台座付きキーホルダー「Keypot」

 真鍮製仏具全国シェア9割を占める富山県高岡市の、伝統工芸職人の銅器着色技術によって実現した味わい深い色を纏ったキーホルダーです。仏具のまちから発信するプロダクトとして、仏具に馴染みのない方にも、優れた職人の手仕事に触れていただきたいという想いを込めて開発しました。

 可能な限り単純化した形状、台座があることで生まれる所作に加え、玄関に置くオブジェとしての美観にもこだわりました。

 毎日のように手にするアイテムだからこそ、日々に寄り添うキーホルダーを目指しました。

かさばらない。

持ちやすい。

シンプルな形状。

 キーホルダーは、日常での利便性を追求し、嵩張らないシンプルな形状を探しました。誰もが一度は持ったことのある、鉛筆の太さを参考にして直径8mm棒形状としています。

 この形状により、例えば、バッグのペンホルダーに差し込むことができます。バッグの中で鍵が迷子になることもありません。他にも、パンツのコインポケットに棒を差し込むなど、自由に楽しんでいただけます。

花を生けるように。

一輪挿しの佇まい。

 棒形状を生かして、差して立てて置けるように台座を設けました。

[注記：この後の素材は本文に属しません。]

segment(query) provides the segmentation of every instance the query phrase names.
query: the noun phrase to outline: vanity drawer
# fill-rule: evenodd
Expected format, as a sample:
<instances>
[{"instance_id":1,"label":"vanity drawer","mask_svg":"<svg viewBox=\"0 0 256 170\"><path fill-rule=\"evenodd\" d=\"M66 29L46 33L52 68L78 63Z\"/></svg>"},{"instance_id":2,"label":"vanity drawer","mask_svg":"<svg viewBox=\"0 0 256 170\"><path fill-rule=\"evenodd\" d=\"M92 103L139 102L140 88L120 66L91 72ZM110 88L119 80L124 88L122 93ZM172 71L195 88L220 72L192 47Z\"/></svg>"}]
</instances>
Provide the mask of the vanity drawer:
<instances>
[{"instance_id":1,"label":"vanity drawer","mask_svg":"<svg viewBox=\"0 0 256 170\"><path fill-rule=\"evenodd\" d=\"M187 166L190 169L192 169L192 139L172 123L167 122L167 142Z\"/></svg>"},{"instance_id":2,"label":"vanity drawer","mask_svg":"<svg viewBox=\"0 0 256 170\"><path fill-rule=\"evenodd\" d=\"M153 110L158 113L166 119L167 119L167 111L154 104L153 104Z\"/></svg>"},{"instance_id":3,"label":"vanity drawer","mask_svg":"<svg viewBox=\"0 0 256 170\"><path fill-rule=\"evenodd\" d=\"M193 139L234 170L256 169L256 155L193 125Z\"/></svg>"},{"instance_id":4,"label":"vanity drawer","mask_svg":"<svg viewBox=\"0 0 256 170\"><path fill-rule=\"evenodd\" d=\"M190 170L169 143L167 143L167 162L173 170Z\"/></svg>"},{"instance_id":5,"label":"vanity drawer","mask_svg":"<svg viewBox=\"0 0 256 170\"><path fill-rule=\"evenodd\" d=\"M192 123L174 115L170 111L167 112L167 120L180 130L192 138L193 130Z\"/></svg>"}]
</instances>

キーホルダーの定位置が決まることで鍵の所在忘れ防止になるだけでなく、「いってきます」と「ただいま」に所作が生まれ、オンとオフの切り替えになると考えました。

 さらに、玄関に置かれる一つのオブジェのような美観を持ち合わせることはできないだろうか、と考えました。様々な形状を試した結果、安定感と凛とした佇まいを両立する鉢型としました。花を生けるような所作は心を落ち着かせてくれる、そんな気がするのです。

職人による

手仕事の色と手ざわり。

 着色は、高岡市内の着色所「色政」四代目・野阪和史氏に依頼しました。四百年以上続く高岡銅器の歴史の中で紡がれてきた伝統的な着色技法を踏襲しながらも、革新的な作品づくりにも参画して新たな可能性に挑戦し続けている着色師の一人です。古代着色技法を基本に、漆と新たな顔料を合わせた塗料を開発し、これまでにない色を創り出すことに成功しています。さらに、技法や工程の試行錯誤を繰り返し、製品化に至りました。

 ぜひ、職人による手仕事の色と手ざわりを感じていただけたら幸いです。

表情の変化を

育てるように楽しむ。

 例えば、ジーンズのように、自分仕様に色落ちさせたそれは唯一無二であり、それが愛着につながります。同じように、銅器着色の色落ち(表情の変化)を楽しみ、育てるように使っていただきたい。そんなキーホルダーを目指しました。

 さらに、色落ちが進んだ場合には「色づけお直しサービス」を整え、色を再び楽しみながら、使い続けることができるキーホルダーを実現しています。もちろん、色落ちが進み、素材である(生地の)真鍮の味わいを楽しんでいただくことも趣があります。

※画像は4カ月使用の一例です。取り付ける鍵の数や使い方によって色落ちによる表情の変化は異なります。使用開始から1カ月ほどは、鍵の当たる部分を中心に色落ちし(素材の真鍮の金色が現れ)、その後は安定し、ゆっくりと変化していきます。